My late-afternoon ride took me through some areas that are very familiar to me: the industrial areas that line Newtown Creek from the Queens side of the Koszciusko Bridge. Even on weekdays, there really isn't as much traffic as one might expect--and, because much of it is truck traffic, it's sporadic.
Railroad tracks rim the creek on the Queens side. Next to the tracks are warehouses and small factories that line Review Avenue. I've been trying to find out how that street got its name: It doesn't look to me like very many things ever got reviewed there.

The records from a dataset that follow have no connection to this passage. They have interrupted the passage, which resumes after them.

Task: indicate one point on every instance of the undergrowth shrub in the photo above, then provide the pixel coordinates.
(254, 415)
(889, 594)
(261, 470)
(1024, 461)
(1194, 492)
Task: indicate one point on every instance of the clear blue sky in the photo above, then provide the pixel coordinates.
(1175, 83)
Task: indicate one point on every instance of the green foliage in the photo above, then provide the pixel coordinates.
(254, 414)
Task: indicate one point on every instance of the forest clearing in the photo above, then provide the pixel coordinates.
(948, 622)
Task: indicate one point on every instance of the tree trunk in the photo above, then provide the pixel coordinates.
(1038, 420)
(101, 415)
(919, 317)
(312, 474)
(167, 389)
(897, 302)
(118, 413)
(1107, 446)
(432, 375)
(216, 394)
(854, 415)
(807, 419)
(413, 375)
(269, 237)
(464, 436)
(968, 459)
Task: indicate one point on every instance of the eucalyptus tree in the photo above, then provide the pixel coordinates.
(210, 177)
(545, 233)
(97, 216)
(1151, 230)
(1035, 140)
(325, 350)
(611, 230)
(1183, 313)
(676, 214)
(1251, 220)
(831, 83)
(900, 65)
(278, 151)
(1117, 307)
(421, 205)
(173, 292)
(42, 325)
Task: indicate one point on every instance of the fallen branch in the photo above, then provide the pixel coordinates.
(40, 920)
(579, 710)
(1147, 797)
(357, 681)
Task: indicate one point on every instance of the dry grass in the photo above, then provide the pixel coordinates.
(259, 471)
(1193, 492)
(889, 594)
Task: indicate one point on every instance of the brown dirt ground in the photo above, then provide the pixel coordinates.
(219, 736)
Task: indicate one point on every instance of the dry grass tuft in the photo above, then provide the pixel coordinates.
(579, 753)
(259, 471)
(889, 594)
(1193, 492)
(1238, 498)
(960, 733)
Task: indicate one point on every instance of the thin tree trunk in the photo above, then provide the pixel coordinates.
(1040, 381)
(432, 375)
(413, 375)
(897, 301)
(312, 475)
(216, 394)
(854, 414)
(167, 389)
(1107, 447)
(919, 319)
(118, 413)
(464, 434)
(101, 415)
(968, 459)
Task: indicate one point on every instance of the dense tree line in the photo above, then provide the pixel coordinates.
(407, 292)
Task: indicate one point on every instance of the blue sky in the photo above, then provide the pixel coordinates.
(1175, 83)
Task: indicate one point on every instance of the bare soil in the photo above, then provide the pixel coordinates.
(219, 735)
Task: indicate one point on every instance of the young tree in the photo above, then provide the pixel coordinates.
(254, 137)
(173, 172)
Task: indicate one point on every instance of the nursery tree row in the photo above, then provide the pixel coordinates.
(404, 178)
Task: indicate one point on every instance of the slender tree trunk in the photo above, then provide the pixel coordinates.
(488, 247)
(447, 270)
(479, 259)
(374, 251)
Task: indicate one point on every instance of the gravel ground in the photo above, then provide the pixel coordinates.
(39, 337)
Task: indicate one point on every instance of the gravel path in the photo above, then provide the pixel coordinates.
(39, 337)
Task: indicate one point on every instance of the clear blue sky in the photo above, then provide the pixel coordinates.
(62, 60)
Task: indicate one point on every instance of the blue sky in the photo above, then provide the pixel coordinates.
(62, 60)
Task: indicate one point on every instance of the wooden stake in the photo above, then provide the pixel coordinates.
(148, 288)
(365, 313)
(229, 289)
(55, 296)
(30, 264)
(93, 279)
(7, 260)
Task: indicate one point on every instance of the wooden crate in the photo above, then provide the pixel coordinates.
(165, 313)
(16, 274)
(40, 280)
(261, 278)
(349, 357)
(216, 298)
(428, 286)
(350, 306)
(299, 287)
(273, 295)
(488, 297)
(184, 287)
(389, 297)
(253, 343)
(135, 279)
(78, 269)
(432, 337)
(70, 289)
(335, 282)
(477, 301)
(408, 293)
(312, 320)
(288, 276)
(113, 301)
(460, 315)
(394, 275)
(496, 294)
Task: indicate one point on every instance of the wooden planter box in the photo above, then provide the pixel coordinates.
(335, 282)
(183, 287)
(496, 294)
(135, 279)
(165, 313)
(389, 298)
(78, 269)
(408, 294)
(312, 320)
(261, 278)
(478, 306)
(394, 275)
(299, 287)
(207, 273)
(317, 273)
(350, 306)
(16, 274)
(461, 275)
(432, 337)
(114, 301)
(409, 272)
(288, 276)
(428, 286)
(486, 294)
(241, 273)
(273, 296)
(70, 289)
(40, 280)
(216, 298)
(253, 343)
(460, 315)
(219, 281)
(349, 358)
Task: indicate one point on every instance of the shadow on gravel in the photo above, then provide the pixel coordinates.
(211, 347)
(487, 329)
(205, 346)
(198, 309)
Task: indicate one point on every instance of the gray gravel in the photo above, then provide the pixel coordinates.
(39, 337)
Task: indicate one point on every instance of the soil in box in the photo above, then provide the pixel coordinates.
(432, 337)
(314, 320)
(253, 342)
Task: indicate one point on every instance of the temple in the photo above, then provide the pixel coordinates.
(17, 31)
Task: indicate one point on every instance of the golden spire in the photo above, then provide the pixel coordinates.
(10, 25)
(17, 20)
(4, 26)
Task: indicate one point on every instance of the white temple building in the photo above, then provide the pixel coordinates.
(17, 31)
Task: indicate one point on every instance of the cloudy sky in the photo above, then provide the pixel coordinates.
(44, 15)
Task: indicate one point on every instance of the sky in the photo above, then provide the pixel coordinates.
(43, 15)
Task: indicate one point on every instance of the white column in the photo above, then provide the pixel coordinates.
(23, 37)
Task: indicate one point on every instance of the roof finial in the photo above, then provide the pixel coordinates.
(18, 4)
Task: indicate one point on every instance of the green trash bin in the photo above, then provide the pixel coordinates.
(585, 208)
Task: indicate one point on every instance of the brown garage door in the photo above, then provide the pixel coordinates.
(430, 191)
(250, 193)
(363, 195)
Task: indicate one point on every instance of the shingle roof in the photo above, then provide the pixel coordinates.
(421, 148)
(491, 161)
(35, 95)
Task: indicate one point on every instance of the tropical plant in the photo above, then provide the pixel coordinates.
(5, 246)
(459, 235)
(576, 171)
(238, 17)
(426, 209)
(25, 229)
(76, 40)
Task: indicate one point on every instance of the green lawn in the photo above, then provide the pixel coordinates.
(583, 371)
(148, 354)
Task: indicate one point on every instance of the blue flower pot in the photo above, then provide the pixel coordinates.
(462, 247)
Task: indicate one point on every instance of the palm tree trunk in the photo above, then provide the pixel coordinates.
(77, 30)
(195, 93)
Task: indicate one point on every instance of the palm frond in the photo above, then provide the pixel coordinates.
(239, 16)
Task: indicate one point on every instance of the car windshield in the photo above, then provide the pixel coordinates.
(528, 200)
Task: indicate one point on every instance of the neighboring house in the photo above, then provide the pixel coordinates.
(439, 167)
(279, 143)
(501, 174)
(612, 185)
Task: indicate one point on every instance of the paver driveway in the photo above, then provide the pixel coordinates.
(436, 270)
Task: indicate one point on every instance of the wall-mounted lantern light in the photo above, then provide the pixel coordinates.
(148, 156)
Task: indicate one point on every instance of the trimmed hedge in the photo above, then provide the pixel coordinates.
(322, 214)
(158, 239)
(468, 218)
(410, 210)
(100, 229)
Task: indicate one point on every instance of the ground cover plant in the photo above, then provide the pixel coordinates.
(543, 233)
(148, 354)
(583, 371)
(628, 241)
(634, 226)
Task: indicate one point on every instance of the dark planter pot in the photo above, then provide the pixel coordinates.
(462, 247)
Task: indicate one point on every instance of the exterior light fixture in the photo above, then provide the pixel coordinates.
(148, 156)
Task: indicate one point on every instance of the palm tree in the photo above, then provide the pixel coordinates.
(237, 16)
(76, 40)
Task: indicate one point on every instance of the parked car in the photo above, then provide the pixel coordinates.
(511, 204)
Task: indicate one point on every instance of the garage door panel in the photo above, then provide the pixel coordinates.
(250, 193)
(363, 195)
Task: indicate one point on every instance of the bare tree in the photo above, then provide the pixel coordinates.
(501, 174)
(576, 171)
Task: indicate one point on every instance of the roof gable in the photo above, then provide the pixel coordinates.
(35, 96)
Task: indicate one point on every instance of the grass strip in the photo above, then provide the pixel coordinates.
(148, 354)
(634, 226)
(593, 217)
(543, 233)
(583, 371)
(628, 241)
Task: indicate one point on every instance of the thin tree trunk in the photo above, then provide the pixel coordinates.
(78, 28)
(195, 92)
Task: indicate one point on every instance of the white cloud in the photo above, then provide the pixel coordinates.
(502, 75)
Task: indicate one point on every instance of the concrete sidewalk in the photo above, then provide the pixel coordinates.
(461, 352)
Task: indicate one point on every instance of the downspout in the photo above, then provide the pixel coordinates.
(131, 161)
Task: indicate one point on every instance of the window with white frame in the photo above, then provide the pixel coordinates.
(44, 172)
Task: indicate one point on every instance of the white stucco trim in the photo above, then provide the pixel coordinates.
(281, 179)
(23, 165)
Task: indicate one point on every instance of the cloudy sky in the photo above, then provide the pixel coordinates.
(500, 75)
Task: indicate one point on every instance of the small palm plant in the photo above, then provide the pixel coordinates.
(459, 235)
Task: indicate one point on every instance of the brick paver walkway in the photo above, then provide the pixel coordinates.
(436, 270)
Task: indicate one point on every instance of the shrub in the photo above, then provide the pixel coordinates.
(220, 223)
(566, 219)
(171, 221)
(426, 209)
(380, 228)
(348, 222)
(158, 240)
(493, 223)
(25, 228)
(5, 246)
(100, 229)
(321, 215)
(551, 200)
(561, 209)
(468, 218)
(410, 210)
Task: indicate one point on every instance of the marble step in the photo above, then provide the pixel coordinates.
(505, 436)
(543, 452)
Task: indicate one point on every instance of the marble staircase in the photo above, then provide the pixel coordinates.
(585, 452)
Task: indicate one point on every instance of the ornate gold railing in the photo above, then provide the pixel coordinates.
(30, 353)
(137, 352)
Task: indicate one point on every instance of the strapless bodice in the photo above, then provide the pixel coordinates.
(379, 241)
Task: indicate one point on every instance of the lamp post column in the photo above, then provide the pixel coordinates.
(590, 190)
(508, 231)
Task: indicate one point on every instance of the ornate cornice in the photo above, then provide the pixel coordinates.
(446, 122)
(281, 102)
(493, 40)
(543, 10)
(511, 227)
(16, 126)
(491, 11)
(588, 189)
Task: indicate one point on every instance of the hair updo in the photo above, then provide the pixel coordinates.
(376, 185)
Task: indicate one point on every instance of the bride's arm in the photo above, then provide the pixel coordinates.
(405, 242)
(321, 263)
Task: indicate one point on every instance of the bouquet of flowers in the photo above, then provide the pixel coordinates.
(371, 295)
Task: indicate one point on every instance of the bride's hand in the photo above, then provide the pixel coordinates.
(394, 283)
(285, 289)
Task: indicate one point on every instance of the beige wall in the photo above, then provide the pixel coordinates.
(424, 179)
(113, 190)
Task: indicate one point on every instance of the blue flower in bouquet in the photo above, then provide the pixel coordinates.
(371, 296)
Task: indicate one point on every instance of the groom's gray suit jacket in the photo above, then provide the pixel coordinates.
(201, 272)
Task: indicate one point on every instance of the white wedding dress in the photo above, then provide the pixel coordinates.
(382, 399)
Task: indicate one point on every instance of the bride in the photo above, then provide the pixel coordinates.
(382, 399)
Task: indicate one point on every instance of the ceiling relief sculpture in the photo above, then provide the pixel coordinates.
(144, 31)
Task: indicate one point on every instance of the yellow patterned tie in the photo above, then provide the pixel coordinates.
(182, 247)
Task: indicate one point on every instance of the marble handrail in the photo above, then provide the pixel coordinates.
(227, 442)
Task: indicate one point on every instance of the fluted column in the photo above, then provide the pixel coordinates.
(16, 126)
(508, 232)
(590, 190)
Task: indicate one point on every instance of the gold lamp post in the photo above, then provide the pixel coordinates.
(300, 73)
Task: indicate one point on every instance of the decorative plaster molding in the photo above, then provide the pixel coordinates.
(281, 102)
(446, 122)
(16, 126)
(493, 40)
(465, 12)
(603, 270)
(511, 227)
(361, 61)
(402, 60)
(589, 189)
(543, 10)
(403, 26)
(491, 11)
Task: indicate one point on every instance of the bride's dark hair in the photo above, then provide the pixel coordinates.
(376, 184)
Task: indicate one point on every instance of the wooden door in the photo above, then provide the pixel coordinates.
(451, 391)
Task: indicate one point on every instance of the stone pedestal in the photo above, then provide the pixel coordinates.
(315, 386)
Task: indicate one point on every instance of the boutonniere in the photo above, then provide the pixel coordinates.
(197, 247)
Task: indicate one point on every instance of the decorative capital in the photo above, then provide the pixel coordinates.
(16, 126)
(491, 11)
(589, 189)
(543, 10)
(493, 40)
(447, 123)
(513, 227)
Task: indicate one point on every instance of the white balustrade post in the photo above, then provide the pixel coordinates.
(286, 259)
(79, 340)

Across the Avenue from those factories and warehouses is a cemetery. Actually, you can't see the cemetery from the street, as it's on higher ground. So, what you see is a stone wall.
What's interesting about the stone wall is the graffiti: It's from a more innocuous time, at least in terms of graffiti:
Also, it's much simpler, in composition and color (Do I sound like a pretentious art critic, or what?), than what we see today.
The style and the content of the graffiti tells you that it's older. Plus, I've seen the graffiti on that wall for the past 25 or so years. In fact, I even recall seeing some of it, including the piece in the next photo, during my early adolescence, when my family passed through the area on our way to visit relatives.
It makes me wonder where Joe is now. He's well into middle age, or possibly even an old man, if he's still alive. I suspect I could say the same things about Al. As for Marty and Janet: Did they stay together? Get married? Or did one of them go away to college, or war , and never see each other again?
I also wonder whether any of the people (men, mostly) who work in the area have ever noticed the graffiti on the wall. If they haven't, I guess the job fell to a cyclist. It makes sense: Cyclists, in my experience, tend to be curious people. I wonder why that's so.